January 4, 2012 at 3:29 pm
I think I have found an alternative solution that with some tweaking will work. sp_helptext 'view name here', in conjunction with a temp table, will enable me to strip out the CREATE VIEW etc. part and present only the query definition, with formatting.
For example:
create table #text(ID INT IDENTITY(1,1) NOT NULL,line varchar(8000))
insert into #text
exec sp_helptext 'dbo.vwInvRpt'
select [Line] from #text WHERE ID>
(SELECT ID FROM #text WHERE [Line] LIKE 'CREATE VIE%')
AND [Line] NOT LIKE '--%'
AND [Line] NOT LIKE 'AS%'
drop table #text
Returns the following:
/*
08-075-2010 RRM Created for use in Inventory Snapshot Report
*/
SELECT I.ProductID,P.Description,I.LotNum,I.Qty,I.Class,I.HoldCode
FROM dbo.SN_INVRPT AS I
inner join dbo.Products AS P ON P.ProductID = I.ProductID
Thanks!

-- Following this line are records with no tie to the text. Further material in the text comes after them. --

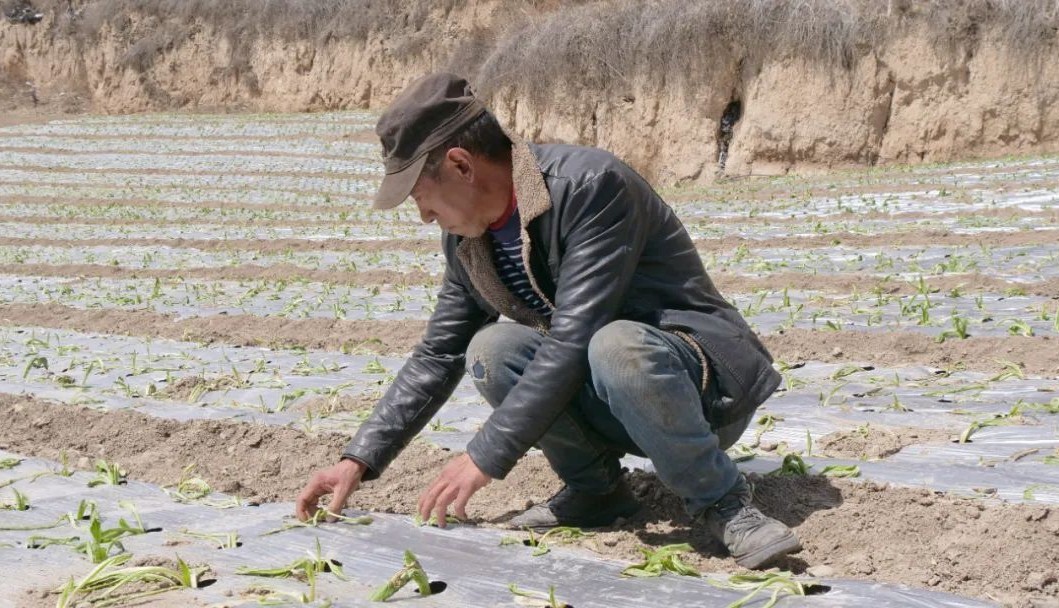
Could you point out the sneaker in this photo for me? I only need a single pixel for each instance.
(753, 538)
(579, 510)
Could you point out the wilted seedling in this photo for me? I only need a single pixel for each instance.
(10, 463)
(792, 465)
(665, 558)
(411, 571)
(840, 470)
(305, 569)
(781, 583)
(221, 539)
(374, 367)
(107, 474)
(1011, 370)
(437, 426)
(958, 329)
(550, 596)
(36, 541)
(433, 520)
(35, 363)
(319, 517)
(741, 452)
(561, 534)
(103, 541)
(102, 584)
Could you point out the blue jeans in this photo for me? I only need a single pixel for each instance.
(642, 397)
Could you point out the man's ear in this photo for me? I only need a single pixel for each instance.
(462, 163)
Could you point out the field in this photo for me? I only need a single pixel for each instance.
(196, 311)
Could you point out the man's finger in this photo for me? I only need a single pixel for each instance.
(305, 501)
(442, 507)
(339, 496)
(460, 506)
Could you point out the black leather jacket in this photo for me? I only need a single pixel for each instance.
(599, 245)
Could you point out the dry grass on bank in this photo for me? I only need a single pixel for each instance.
(541, 43)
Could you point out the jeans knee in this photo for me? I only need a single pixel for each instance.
(615, 355)
(499, 351)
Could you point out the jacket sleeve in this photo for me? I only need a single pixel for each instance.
(603, 235)
(424, 382)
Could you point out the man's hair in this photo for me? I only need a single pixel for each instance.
(483, 138)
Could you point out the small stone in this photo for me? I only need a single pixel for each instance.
(820, 571)
(1038, 515)
(1034, 582)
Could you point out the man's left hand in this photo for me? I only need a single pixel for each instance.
(458, 482)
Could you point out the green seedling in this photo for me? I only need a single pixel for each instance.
(101, 585)
(10, 463)
(550, 596)
(665, 558)
(841, 470)
(411, 572)
(107, 474)
(958, 329)
(437, 426)
(35, 363)
(374, 367)
(781, 583)
(220, 539)
(792, 465)
(1020, 327)
(21, 502)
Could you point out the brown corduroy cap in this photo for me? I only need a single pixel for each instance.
(427, 113)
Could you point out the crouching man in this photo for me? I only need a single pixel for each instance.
(618, 341)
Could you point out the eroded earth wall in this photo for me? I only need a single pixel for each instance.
(908, 96)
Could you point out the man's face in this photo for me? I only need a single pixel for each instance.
(453, 198)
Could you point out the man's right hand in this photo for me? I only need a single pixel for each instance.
(339, 481)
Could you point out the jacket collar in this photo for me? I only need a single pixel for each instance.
(476, 254)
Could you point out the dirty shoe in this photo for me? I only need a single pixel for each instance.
(578, 508)
(753, 538)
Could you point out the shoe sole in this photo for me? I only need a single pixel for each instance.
(789, 543)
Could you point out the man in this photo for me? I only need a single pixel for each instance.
(621, 342)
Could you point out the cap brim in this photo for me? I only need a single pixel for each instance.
(396, 186)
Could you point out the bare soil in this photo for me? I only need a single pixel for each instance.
(838, 520)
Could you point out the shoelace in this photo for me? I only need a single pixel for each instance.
(746, 520)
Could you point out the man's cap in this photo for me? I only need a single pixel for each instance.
(426, 113)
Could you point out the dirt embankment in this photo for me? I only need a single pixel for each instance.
(670, 86)
(848, 529)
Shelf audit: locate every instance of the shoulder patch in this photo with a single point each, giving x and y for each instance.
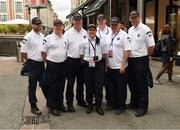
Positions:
(148, 32)
(150, 35)
(24, 41)
(44, 40)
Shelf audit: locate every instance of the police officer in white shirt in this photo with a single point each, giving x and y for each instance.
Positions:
(92, 50)
(74, 37)
(118, 48)
(104, 32)
(31, 50)
(55, 53)
(142, 44)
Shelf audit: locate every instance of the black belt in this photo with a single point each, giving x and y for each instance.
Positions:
(96, 62)
(77, 59)
(54, 62)
(39, 62)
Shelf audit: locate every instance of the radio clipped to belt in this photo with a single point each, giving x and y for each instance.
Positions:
(95, 58)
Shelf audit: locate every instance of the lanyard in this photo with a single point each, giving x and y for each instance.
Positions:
(107, 31)
(94, 47)
(114, 38)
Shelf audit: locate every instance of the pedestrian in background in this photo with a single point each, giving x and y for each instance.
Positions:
(142, 45)
(92, 51)
(104, 33)
(118, 48)
(166, 47)
(31, 51)
(74, 37)
(55, 54)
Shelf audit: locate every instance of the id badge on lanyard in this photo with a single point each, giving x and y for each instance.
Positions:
(92, 63)
(110, 53)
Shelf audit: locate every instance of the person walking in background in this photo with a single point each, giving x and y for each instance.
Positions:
(166, 47)
(31, 51)
(118, 48)
(104, 33)
(92, 51)
(142, 46)
(55, 54)
(74, 37)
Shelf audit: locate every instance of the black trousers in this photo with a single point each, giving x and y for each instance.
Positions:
(107, 87)
(56, 77)
(94, 81)
(36, 69)
(137, 81)
(74, 71)
(118, 88)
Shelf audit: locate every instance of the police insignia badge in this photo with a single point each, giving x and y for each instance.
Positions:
(150, 35)
(129, 39)
(24, 41)
(44, 41)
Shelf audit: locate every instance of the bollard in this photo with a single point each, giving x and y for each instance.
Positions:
(19, 58)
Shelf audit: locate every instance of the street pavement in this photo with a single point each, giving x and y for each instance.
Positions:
(164, 105)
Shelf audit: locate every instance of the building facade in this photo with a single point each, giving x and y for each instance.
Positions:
(13, 9)
(46, 14)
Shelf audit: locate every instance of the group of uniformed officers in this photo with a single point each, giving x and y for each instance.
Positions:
(101, 56)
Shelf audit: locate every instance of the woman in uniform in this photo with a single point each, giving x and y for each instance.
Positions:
(55, 54)
(92, 50)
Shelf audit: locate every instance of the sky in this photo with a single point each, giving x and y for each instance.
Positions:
(62, 8)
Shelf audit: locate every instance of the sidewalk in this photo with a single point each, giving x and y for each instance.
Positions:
(158, 64)
(163, 112)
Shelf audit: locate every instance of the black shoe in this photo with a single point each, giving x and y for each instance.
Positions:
(120, 110)
(131, 106)
(99, 110)
(70, 109)
(54, 112)
(82, 104)
(89, 109)
(140, 112)
(62, 108)
(110, 107)
(36, 111)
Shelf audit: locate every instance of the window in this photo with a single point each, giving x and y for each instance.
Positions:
(3, 17)
(150, 14)
(18, 6)
(3, 7)
(19, 17)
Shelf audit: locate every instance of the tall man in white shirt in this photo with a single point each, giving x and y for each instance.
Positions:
(74, 37)
(142, 45)
(55, 54)
(31, 51)
(104, 33)
(118, 51)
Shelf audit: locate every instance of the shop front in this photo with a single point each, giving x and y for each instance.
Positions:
(160, 12)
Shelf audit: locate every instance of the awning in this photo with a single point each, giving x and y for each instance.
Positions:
(79, 7)
(95, 6)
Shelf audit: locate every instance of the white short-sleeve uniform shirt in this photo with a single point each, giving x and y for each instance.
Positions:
(141, 38)
(55, 47)
(32, 45)
(89, 49)
(120, 44)
(73, 40)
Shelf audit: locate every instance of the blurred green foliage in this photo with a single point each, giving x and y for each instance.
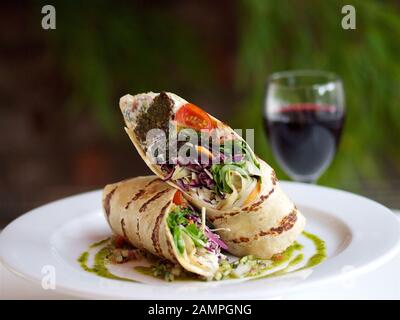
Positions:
(307, 34)
(104, 46)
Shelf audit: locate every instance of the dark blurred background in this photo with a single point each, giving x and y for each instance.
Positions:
(61, 131)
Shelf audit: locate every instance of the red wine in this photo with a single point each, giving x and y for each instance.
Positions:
(304, 138)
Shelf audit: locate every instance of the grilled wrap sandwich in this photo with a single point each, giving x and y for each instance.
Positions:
(153, 216)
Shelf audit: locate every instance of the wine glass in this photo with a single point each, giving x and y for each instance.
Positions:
(304, 112)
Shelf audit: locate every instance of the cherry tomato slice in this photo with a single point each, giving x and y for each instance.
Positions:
(178, 198)
(190, 115)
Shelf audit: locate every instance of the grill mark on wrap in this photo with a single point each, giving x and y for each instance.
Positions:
(155, 236)
(107, 200)
(153, 198)
(140, 193)
(286, 224)
(252, 207)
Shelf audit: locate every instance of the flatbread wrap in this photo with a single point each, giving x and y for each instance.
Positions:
(239, 190)
(152, 215)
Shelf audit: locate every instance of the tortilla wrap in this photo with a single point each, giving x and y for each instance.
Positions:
(265, 226)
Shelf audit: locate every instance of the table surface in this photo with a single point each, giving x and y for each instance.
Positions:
(383, 283)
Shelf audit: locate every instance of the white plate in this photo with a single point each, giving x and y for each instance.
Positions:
(360, 235)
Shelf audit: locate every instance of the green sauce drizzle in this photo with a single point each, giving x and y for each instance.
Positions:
(257, 267)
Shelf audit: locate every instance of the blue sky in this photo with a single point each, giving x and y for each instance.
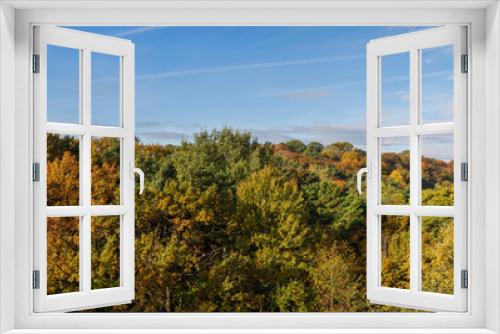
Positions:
(278, 82)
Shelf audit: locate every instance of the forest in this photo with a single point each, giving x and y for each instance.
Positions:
(229, 224)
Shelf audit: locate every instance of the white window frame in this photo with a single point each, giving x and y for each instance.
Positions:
(413, 44)
(16, 21)
(85, 44)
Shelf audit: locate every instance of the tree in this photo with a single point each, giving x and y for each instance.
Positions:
(313, 149)
(296, 145)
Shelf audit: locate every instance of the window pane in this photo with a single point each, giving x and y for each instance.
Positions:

David
July 12, 2017 at 2:07 pm
Lowell - Wednesday, January 4, 2012 1:04 PMDavid, i think it has to do with CHAR(10) vs CHAR(13) + CHAR(10) as the line terminator.SSMS will show you the definition the "right" way, regarless of the terminator, but if you are putting the definition in, say , a textbox, it might look wrong if it only has CHAR(10).this is what I do for a very similar situation..it's just a double REPLACE to get the definition in the expected vbCrLf format i want:SELECT objz.object_id AS [ViewID], objz.name AS [ViewName], objz.schema_id AS [SchemaID], SCHEMA_NAME(objz.schema_id) AS [SchemaName], REPLACE(REPLACE(MODS.[definition], CHAR(10), CHAR(13) + CHAR(10)), CHAR(13) + CHAR(13) + CHAR(10), CHAR(13) + CHAR(10)) AS definitionFROM sys.sql_modules MODSINNER JOIN sys.objects objz ON objz.object_id = MODS.object_idWHERE objz.type_desc IN( 'VIEW' ) AND objz.is_ms_shipped = 0
Thank you so much! This was exactly what I needed.